Ever Vail: LEED-Certified Multi-Use Development
Vail Resorts, Inc. has announced more detailed plans for making the $1 billion Ever Vail the largest LEED-certified, multi-use resort development project in the nation.
"...This past June, Ever Vail was accepted into the pilot program for LEED's new "Neighborhood Development" certification program, putting it on the path to becoming the largest LEED-certified project for resort use in the U.S...."
"Ever Vail is located on a true "Brownfield" site at the base of Vail Mountain, currently known as West LionsHead, and will consist of over one million square feet of mixed-use space including residences, a hotel, offices, retail shops and restaurants, mountain operations facilities, a public parking garage, a new gondola and related skier portal and a public park." Principal features are listed below:
-- Use only woods certified by the Forest Stewardship Council and local area beetle-kill Lodgepole pine trees in building construction. A Vail Valley company is currently working with the U.S. Forest Service to establish a procedure for reclaiming the dying trees to be used in the project. Wherever possible, the Company will purchase and incorporate local and regional "green" materials for construction.
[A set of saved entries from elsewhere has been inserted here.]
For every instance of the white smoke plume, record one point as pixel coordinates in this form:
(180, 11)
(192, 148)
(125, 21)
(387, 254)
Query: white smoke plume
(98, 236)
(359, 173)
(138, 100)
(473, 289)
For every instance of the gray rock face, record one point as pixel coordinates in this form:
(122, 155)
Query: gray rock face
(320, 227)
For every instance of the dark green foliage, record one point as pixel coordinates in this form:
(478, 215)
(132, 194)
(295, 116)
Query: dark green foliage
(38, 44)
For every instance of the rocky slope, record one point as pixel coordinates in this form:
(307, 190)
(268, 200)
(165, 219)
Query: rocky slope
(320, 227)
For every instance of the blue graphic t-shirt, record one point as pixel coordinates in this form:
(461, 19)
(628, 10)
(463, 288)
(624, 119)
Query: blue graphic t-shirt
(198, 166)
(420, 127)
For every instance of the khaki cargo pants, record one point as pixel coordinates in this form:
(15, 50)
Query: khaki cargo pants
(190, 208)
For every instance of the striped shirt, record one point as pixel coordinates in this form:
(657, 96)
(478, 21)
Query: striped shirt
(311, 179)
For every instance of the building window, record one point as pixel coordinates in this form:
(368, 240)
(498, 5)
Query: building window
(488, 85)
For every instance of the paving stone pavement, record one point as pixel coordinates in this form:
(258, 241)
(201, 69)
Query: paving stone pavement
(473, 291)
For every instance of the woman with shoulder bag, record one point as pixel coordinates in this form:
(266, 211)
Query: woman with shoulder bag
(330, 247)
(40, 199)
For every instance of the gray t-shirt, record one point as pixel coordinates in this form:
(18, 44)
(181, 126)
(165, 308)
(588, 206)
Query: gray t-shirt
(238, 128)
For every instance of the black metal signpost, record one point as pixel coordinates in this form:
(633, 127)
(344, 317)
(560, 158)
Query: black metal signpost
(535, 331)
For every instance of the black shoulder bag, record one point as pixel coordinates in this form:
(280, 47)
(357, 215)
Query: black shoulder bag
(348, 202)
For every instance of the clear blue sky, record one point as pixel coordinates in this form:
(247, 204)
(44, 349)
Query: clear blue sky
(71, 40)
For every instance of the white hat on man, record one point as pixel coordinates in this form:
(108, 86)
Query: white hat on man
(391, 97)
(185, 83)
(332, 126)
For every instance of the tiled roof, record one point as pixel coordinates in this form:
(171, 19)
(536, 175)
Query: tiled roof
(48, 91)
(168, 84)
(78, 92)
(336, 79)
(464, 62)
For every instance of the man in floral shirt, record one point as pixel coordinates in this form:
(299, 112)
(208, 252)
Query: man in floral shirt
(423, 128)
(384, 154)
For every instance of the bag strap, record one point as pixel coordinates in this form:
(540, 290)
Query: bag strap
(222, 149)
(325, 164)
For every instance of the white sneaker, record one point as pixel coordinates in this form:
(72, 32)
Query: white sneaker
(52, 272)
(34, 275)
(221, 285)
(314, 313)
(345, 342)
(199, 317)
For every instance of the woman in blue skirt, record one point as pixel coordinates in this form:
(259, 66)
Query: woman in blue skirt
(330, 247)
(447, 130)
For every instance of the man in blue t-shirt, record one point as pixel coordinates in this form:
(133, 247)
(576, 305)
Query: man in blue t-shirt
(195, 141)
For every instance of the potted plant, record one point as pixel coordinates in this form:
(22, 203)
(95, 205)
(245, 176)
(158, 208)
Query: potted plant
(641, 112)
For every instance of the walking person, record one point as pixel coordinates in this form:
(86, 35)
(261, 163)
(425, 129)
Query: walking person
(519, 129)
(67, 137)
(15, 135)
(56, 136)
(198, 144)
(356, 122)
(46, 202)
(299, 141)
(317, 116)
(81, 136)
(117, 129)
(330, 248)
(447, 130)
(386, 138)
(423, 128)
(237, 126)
-- Incorporate a geothermal process (ground source heat pumps) to harness energy that would be used for snowmelt. Coils of durable material are embedded deep into the earth below. A fluid within the coil collects heat from the earth and distributes it through surface streets and sidewalks to melt the snow.
-- Install small hydro micro-turbines in Gore Creek to power the outdoor streetscape lighting in public areas.
-- Preserve and enhance existing wetlands and Red Sandstone Creek through a new storm water runoff management system.
-- Include significant affordable housing on-site (see below), helping to meet many of the diversity requirements of the LEED program.
-- Use reclaimed water from snowmelt for use as "gray water" in the toilets, rather than using potable water. Create a "closed-loop" gray water system for washing all mountain operations vehicles, such as snowcats and snowmobiles at the site of the new mountain operations maintenance yard. Finally, use a large amount of reclaimed water from the snowmelt system to augment flows in Red Sandstone Creek.
-- Orient all buildings to maximize the natural light, thereby creating greater energy efficiency.
-- Incorporate green, living roofs on several of the buildings within the project. A "green" roof is a system in which natural materials such as soil and indigenous grasses cover the roof structure to help reduce solar heat accumulation and storm water runoff.
-- Implement an erosion control program so as to mitigate any potential erosion during construction.
-- Establish a "flex car" program to minimize vehicle emissions on the I-70 corridor between Denver International Airport and Vail. Vail Resorts would provide a fleet of cars for owners of properties in Ever Vail to use while in town, thereby reducing the total number of cars in the valley and encouraging owners to use shuttle service and public transportation to and from the valley.